Further, battery performance was evaluated using an alkaline manganese battery shown in FIG. 1 using these zinc alloy powders as a negative electrode active material. The alkaline manganese battery shown in FIG. 1 includes a positive electrode can 1, a positive electrode 2, a negative electrode 3, a separator 4, a sealing body 5, a negative electrode bottom plate 6,
negative electrode current collector 7, cap 8, heat-shrinkable resin tube 9,
It consists of an insulating ring 10°11 and an outer can 12.

Using this alkaline manganese battery, the discharge load is 4Ω, 20Ω.
The discharge duration up to the final voltage of 0.9 V was measured using a discharge strip F+ at ℃, and expressed as an index with the measured value of Comparative Example 1 as 100. The binding is shown in Table 1.

(:fl;il 'ii ti-1-do', 3651b
As shown in Table 1, zinc contains lead, indium, thallium, cadmium, tin, hesmuth, thallium,
In addition to the aluminum selected from silver, copper is added within a specific range to form a chemical compound. l.: Examples 1 to 7 in which zinc chloride alloy powder was used as the negative electrode active material were compared with examples 1 to 7 in which copper was not added or zinc chloride alloy powder to which copper was added outside the above range was used as the negative electrode active material. Compared to Examples 1 to 8, the generation of hydrogen gas during long-term high-temperature storage was suppressed, and in terms of discharge performance, no adverse effects due to the addition of copper were observed within the above range, and high discharge performance was achieved. It shows.

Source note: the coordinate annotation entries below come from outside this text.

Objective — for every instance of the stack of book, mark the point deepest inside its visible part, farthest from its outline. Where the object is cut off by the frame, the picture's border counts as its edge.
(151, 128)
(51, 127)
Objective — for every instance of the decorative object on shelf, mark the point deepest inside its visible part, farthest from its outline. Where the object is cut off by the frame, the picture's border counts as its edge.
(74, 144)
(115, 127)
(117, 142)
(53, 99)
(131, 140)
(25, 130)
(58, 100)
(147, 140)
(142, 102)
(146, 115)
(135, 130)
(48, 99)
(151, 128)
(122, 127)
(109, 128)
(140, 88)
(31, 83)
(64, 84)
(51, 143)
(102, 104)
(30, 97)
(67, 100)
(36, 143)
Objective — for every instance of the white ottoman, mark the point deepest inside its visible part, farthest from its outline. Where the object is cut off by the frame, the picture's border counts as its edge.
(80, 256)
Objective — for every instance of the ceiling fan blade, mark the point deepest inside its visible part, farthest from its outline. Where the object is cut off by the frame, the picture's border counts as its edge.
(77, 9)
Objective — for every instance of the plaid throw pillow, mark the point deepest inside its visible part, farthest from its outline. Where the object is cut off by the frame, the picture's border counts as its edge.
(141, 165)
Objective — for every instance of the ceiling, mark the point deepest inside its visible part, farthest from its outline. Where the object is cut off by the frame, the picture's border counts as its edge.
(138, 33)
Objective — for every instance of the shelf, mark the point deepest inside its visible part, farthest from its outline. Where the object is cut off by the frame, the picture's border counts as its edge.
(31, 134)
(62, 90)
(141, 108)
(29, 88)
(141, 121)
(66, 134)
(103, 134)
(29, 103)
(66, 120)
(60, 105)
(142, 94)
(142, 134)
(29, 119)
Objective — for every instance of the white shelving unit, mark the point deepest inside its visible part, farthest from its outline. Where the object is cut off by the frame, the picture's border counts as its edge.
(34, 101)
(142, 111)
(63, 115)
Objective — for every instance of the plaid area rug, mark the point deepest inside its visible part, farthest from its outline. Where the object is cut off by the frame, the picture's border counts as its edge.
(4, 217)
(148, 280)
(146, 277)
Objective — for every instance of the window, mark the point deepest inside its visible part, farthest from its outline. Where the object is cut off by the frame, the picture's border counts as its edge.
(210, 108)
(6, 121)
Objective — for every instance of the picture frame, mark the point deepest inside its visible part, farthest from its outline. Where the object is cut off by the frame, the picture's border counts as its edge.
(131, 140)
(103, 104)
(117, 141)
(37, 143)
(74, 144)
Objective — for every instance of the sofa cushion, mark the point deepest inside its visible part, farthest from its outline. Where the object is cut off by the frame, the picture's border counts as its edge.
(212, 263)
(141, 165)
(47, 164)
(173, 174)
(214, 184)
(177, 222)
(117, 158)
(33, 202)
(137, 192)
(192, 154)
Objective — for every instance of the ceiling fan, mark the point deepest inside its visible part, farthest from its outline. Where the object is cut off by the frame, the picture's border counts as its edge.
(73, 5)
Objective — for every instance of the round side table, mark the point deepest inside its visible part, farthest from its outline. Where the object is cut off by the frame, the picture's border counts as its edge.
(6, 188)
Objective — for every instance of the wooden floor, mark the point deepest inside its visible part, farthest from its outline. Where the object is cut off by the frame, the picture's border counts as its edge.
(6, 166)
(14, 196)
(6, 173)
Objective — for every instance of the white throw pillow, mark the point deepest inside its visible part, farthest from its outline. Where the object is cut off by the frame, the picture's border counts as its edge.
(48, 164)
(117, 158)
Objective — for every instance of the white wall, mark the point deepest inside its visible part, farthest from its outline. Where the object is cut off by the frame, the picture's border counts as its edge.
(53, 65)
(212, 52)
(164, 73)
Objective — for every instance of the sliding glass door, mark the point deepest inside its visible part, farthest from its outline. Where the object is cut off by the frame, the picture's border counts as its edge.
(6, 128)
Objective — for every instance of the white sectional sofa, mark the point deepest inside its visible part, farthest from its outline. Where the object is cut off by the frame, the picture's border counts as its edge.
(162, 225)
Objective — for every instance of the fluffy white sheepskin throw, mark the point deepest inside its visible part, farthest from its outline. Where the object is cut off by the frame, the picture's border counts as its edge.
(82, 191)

[Effects of the invention] As explained above, a zinc alloy containing one or more selected from lead, indium, thallium, cadmium, tin, bismuth, gallium, and silver, and aluminum and copper within a specific range is used as it is or after being made into a The zinc-alkaline battery used as the negative electrode active material is particularly suitable for long-term high-temperature storage.
Improving battery performance while suppressing hydrogen gas generation rate
- It is possible to reduce the amount of mercury and contain low or low mercury content.

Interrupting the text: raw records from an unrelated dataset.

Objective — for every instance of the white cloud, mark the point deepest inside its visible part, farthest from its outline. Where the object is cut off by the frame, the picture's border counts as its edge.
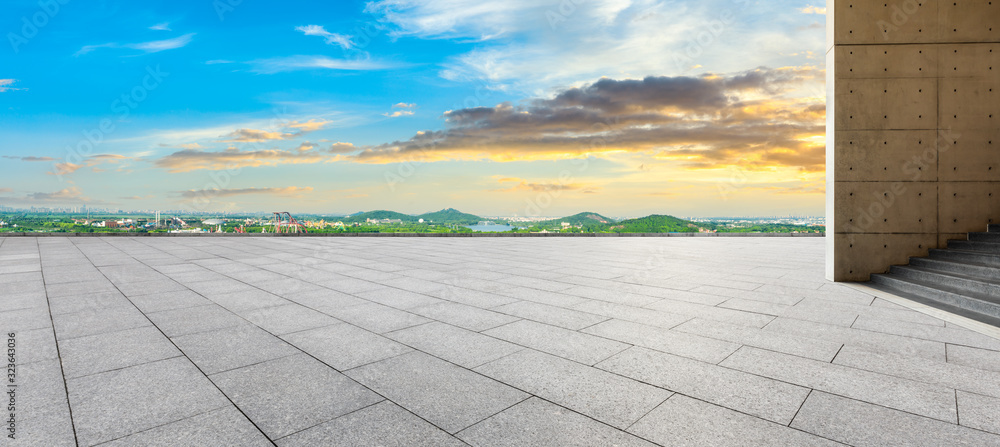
(330, 38)
(148, 47)
(398, 114)
(294, 63)
(5, 85)
(533, 46)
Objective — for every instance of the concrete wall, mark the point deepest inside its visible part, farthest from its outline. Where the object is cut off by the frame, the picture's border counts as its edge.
(913, 128)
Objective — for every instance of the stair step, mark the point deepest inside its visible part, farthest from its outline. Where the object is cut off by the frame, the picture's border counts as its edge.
(978, 246)
(975, 270)
(966, 256)
(985, 237)
(957, 282)
(942, 296)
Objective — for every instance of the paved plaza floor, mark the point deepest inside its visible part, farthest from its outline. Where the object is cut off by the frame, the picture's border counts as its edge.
(474, 341)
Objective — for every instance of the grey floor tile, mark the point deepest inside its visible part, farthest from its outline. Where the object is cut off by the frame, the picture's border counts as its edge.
(979, 412)
(747, 393)
(168, 301)
(536, 422)
(475, 298)
(974, 358)
(461, 315)
(873, 341)
(454, 344)
(609, 398)
(35, 345)
(345, 346)
(635, 314)
(288, 318)
(951, 335)
(861, 424)
(87, 302)
(232, 347)
(118, 403)
(572, 345)
(384, 424)
(448, 396)
(893, 392)
(98, 321)
(683, 421)
(113, 350)
(25, 319)
(948, 375)
(400, 299)
(246, 301)
(47, 427)
(750, 336)
(674, 342)
(190, 320)
(289, 394)
(225, 426)
(556, 316)
(377, 318)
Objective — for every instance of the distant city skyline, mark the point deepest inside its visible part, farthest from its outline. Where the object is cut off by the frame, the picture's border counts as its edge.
(518, 107)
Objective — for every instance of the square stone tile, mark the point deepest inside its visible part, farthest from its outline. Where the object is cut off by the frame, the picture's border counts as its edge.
(118, 403)
(572, 345)
(83, 356)
(979, 412)
(454, 344)
(191, 320)
(555, 316)
(98, 321)
(87, 302)
(665, 340)
(919, 398)
(225, 426)
(377, 318)
(537, 422)
(232, 347)
(974, 358)
(288, 318)
(400, 299)
(754, 395)
(857, 423)
(289, 394)
(384, 424)
(683, 421)
(461, 315)
(609, 398)
(345, 346)
(448, 396)
(750, 336)
(157, 302)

As such, it is in line with the needs of the community.

Therefore, the zinc-alkaline battery of the present invention can be used in a wide range of applications.

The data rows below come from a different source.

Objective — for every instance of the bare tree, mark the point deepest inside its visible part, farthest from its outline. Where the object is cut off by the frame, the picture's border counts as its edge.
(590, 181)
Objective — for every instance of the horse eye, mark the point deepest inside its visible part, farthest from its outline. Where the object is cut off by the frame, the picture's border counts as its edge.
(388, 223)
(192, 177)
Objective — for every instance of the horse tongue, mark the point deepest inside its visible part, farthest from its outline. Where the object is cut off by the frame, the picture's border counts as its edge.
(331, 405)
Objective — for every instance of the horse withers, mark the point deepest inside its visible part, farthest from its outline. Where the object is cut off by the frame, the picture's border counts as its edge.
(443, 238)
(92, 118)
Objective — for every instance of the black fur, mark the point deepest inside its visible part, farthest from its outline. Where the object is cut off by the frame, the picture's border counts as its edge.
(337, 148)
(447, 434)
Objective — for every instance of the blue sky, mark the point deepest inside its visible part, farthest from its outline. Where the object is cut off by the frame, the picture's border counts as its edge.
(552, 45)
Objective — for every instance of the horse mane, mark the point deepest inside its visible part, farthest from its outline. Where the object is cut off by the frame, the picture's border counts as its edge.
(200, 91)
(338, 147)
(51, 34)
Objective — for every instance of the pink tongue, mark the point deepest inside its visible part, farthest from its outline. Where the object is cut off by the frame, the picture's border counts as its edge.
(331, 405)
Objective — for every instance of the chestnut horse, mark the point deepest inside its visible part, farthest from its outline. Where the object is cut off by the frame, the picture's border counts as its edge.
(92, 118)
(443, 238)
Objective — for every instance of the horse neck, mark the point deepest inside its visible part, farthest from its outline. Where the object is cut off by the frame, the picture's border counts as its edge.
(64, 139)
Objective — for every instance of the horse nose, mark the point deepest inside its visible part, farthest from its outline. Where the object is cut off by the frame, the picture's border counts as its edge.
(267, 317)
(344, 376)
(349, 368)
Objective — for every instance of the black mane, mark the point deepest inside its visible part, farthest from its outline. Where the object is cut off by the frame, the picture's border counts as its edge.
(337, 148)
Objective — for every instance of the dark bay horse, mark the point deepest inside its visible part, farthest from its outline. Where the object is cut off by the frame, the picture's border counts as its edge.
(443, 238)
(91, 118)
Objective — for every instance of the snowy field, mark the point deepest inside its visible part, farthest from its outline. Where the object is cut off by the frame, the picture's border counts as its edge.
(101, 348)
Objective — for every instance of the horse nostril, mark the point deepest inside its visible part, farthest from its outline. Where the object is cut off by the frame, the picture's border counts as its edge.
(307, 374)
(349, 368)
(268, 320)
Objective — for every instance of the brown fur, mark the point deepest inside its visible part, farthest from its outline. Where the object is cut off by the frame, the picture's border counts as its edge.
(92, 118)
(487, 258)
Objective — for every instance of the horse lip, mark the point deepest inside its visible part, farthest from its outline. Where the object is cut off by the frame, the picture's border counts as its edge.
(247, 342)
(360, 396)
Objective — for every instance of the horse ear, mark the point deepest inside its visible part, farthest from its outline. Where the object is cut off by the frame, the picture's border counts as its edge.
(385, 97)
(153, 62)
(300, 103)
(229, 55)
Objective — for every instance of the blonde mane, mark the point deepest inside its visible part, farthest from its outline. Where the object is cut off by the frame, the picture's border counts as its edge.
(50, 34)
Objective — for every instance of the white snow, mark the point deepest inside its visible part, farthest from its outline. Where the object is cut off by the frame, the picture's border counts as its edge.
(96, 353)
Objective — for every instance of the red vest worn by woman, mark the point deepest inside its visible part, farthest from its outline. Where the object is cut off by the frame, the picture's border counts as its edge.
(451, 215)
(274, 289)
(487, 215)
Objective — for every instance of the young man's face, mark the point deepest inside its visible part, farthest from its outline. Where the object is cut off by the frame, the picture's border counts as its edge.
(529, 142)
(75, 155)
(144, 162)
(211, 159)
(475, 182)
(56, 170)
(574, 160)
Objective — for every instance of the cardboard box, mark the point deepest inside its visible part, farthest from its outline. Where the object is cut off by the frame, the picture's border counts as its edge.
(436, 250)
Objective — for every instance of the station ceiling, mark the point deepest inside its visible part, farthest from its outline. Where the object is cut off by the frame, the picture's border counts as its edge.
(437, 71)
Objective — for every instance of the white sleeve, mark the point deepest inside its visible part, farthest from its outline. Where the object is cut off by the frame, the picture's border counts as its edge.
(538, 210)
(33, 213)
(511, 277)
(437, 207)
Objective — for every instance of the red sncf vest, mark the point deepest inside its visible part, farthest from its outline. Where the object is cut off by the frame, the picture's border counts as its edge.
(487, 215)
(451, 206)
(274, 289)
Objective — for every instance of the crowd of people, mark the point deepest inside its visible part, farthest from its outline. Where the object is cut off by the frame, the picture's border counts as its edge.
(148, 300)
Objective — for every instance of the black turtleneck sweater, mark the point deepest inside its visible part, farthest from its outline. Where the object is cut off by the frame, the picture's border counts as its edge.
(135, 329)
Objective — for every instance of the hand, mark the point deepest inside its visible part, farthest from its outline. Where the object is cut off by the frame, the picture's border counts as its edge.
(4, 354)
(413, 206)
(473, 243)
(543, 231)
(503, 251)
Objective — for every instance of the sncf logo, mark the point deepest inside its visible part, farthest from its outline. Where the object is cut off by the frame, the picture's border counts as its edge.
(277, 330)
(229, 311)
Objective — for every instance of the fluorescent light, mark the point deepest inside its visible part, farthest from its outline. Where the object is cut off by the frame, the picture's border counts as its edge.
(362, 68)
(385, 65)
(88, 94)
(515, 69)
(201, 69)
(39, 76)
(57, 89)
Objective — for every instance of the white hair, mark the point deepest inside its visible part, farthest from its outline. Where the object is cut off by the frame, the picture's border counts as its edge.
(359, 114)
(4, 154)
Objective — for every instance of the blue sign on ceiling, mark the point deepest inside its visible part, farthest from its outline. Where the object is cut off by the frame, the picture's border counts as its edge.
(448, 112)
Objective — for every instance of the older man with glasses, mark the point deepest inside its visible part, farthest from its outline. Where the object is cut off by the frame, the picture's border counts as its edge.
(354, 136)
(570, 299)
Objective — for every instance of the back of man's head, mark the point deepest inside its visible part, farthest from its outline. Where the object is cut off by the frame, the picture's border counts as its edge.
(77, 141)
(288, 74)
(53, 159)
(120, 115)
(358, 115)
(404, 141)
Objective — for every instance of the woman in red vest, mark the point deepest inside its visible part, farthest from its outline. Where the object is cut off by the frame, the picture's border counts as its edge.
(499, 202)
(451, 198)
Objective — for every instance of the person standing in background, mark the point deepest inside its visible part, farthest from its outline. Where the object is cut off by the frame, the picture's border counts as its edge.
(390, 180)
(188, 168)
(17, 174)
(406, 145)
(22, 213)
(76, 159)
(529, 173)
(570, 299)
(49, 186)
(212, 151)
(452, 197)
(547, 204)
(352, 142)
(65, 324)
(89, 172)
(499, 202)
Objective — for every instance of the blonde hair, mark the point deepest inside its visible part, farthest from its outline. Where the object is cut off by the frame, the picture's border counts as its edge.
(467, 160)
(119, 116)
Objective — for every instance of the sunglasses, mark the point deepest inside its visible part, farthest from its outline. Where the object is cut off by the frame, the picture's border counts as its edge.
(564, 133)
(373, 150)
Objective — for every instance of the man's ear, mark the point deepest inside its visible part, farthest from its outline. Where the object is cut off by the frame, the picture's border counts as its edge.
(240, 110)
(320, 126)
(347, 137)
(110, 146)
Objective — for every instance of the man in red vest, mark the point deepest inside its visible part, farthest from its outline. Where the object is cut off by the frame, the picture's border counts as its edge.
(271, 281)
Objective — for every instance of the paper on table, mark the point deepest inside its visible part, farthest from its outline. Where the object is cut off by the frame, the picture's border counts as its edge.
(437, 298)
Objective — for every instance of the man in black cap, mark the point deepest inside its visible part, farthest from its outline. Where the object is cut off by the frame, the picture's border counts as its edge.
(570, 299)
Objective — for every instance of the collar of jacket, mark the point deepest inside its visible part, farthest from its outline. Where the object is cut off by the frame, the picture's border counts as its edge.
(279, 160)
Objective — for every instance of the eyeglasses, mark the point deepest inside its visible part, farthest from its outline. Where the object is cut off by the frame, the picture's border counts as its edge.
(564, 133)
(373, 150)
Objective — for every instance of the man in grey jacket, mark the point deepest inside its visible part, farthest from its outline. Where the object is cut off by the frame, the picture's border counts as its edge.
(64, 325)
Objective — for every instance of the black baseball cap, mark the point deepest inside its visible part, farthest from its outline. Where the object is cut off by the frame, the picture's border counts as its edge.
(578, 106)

[Brief explanation of drawings]

FIG. 1 shows a side sectional view of an alkaline manganese battery according to the present invention. 1: positive electrode can, 2: positive electrode, 3: negative electrode, 4: separator, 5: sealing body, 6: negative electrode bottom plate, 7: negative electrode current collector,
8: Cap, 9: Heat-shrinkable resin tube, io, 1i: Insulating ring, 12: Exterior can.

Claims (1)

[Claims] 1. The total amount of one or more selected from lead, indium, thallium, cadmium, tin, bismuth, gallium, and silver is 0.005 to 0.5% by weight, and aluminum is 0.005% by weight.
A zinc-alkaline battery characterized in that a zinc alloy containing -0.5% by weight and 0.001-0.3% by weight of copper is used as a negative electrode active material. 2. The zinc-alkaline battery according to claim 1, wherein the zinc alloy is made of aluminum.